I am afraid of quick and sudden movements, confrontation, dying in a non-peaceful way but not dying itself, being left by someone I love, and walking alone, out of doors at night. I think sudden movements frighten me because I'm really all over the place and when something is thrown or a quick movement is made that I frighten myself of being in the way. Confrontation is a big one for me because I like to keep to myself in a large group and not have to deal with issues. Dying in a non-peaceful way kind of explains itself but I'll also add that I fear it because I am afraid of great physical pain. I fear being left alone by someone I love because I dislike being vulnerable and don't like to have to depend on people. I prefer to be self-efficent and not have to worry about whether a person will be there for me tomorrow. Walking alone, out of doors in the night time frightens me because it's generally freakishly quiet and I really frighten myself with thoughts of what could possibly happen to me.
I don't really deal with the sudden movement thing, mainly because it's something I can't exactly control. I deal with confrontation by well, trying my best to not make myself a target and if I am confronted then to have a well explained reason for what I am being confronted for. Or just walking away... yes, that's usually the one I go with. I cannot exactly control how I die so I don't deal with this one at all. The one I most control and most fear is being left. I deal with this by (I am a terrible person, I know.) not putting myself "out there" and if I even begin to like someone then I say no to myself and bring myself back to reality. It's terrible and not a way to live one's life, I understand and agree but heck, it's what I am doing right now.
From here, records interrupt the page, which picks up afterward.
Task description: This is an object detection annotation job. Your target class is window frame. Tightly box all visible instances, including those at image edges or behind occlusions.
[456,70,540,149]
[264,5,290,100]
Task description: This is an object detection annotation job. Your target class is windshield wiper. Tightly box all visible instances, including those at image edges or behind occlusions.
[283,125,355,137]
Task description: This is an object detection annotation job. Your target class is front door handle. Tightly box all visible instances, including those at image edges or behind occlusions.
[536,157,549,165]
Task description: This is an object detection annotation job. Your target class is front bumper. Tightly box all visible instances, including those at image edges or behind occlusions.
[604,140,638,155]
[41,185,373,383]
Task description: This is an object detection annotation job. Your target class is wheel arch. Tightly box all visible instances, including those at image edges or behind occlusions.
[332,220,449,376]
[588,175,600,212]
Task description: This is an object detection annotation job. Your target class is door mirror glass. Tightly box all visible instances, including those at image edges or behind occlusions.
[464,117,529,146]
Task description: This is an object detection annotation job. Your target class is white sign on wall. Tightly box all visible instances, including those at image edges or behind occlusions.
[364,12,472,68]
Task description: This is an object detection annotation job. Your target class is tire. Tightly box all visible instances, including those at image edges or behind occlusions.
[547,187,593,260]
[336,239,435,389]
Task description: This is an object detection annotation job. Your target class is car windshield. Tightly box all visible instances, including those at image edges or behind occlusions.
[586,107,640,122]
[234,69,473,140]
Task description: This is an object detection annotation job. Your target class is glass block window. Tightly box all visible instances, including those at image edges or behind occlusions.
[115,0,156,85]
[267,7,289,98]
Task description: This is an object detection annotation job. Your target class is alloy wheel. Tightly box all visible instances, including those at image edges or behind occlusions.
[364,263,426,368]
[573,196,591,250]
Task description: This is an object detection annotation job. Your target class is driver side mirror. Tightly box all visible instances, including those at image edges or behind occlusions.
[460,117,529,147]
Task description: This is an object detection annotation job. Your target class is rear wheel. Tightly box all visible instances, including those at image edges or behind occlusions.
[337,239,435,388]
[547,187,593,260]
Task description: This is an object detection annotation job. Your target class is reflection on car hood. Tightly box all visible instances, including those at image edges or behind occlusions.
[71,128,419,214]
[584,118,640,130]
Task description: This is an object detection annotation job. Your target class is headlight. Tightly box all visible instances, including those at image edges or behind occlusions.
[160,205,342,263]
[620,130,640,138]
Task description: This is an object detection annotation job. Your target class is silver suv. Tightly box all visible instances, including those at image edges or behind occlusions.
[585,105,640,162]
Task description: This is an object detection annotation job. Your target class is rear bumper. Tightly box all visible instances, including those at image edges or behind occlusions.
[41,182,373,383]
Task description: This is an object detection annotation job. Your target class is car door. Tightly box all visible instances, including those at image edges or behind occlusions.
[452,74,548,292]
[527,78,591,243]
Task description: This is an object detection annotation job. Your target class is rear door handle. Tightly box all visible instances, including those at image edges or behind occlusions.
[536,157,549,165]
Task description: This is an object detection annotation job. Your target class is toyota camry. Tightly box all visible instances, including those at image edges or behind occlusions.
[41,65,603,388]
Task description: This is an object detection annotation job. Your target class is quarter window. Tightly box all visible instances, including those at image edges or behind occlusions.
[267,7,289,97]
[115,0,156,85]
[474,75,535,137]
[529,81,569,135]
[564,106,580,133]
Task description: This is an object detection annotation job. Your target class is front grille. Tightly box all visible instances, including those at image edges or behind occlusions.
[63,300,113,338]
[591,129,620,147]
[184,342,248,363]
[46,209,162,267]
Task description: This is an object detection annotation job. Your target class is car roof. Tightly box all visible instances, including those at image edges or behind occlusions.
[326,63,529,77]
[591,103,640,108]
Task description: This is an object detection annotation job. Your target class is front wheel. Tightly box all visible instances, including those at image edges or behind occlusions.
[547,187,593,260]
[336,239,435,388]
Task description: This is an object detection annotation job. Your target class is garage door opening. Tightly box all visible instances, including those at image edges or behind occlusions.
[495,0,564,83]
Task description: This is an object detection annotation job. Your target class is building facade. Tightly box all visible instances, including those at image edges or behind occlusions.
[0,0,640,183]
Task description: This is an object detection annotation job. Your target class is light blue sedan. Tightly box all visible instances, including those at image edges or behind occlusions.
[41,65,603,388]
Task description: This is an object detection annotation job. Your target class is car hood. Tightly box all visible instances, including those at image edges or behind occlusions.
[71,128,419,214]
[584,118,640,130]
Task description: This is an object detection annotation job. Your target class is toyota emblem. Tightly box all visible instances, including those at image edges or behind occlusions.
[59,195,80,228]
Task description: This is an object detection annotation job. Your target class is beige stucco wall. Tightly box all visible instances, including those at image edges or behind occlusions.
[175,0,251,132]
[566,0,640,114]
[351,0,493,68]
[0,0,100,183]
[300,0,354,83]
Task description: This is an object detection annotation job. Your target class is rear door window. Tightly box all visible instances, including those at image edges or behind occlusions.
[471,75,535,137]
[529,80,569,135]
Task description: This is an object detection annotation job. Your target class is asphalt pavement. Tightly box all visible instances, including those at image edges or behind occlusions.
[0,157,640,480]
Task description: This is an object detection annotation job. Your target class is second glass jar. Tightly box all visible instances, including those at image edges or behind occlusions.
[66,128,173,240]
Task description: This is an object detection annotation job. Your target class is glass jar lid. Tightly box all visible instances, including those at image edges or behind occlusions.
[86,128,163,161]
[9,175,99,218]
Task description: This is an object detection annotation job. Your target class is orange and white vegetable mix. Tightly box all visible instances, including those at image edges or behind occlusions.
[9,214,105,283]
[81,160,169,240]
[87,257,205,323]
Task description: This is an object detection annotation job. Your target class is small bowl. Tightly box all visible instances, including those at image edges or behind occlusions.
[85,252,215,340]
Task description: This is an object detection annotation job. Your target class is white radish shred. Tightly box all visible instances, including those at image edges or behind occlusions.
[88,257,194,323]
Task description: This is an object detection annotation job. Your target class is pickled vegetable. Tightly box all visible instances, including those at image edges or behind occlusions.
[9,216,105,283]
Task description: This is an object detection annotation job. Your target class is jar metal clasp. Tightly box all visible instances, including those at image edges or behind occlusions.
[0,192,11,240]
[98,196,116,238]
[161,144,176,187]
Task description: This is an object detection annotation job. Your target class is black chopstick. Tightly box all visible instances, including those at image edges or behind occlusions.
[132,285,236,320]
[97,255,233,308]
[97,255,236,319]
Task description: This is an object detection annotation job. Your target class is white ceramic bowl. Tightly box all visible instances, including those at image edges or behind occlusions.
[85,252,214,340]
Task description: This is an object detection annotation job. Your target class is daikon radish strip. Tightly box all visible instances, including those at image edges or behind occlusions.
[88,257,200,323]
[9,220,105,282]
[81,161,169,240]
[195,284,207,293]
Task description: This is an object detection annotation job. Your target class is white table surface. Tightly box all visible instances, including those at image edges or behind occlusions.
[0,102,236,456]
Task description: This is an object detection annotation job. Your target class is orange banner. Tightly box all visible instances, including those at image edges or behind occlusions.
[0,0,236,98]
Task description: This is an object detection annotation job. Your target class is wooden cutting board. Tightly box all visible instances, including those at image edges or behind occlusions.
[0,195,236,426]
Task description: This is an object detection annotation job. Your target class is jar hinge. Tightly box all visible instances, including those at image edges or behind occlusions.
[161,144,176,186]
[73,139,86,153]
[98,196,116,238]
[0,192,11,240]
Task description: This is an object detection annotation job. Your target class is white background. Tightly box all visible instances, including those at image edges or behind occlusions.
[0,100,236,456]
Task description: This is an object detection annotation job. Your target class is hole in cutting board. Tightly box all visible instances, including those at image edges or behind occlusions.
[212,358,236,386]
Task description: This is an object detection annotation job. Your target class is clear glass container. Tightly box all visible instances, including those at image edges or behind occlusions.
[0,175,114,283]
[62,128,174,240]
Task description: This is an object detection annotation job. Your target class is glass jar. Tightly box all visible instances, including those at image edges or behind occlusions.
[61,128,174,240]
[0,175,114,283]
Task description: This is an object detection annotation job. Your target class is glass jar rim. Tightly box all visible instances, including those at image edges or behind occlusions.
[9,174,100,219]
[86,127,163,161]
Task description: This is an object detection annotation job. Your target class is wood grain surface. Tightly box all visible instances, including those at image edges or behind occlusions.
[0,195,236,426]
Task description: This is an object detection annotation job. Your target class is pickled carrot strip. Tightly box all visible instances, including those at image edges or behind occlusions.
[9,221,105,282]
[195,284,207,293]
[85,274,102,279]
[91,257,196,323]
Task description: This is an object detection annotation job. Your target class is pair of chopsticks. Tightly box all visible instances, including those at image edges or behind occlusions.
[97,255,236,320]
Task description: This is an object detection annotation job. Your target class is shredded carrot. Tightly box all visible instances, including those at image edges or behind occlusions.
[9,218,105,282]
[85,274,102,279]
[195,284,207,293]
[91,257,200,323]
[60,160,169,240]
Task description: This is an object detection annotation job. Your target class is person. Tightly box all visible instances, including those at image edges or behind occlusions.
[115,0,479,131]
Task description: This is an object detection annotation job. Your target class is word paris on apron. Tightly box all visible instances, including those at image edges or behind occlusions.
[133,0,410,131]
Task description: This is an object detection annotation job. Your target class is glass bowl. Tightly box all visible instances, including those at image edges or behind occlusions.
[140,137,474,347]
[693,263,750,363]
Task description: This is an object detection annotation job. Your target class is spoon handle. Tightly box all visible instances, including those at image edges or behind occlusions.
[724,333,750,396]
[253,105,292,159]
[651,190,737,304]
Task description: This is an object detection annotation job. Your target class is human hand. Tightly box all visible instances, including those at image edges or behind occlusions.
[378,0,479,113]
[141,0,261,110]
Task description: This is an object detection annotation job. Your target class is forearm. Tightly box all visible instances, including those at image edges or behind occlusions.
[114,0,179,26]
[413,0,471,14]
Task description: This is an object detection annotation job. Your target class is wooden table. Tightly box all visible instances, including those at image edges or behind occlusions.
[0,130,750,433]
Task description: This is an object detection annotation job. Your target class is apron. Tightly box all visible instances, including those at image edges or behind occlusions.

Freakish Halloween things are not my forte. I am squeamish and do not please to engage in frightening entertainment. I believe things like ghosts and spirits exist. I have no idea why I believe this. I think it's because I want to believe that something other than us and animals roam the earth. I don't get to frightened by the idea of ghosts, though if I met one I would probably pee my pants from fright/ disbelief.
I do not go to haunted house or mazes, normally because I'd get violent in my fear. I'd be afraid at first but then start shouting "No! You're not real! Go away!" and then swat and kick at them.
I do not watch scary movies because I please to sleep peacefully at night and not have to worry about wht may happen to me or my family.
I really do not like to be scared. The general feeling of terror is not one I engage in for entertainment. I live on "The safe side" as often as I can.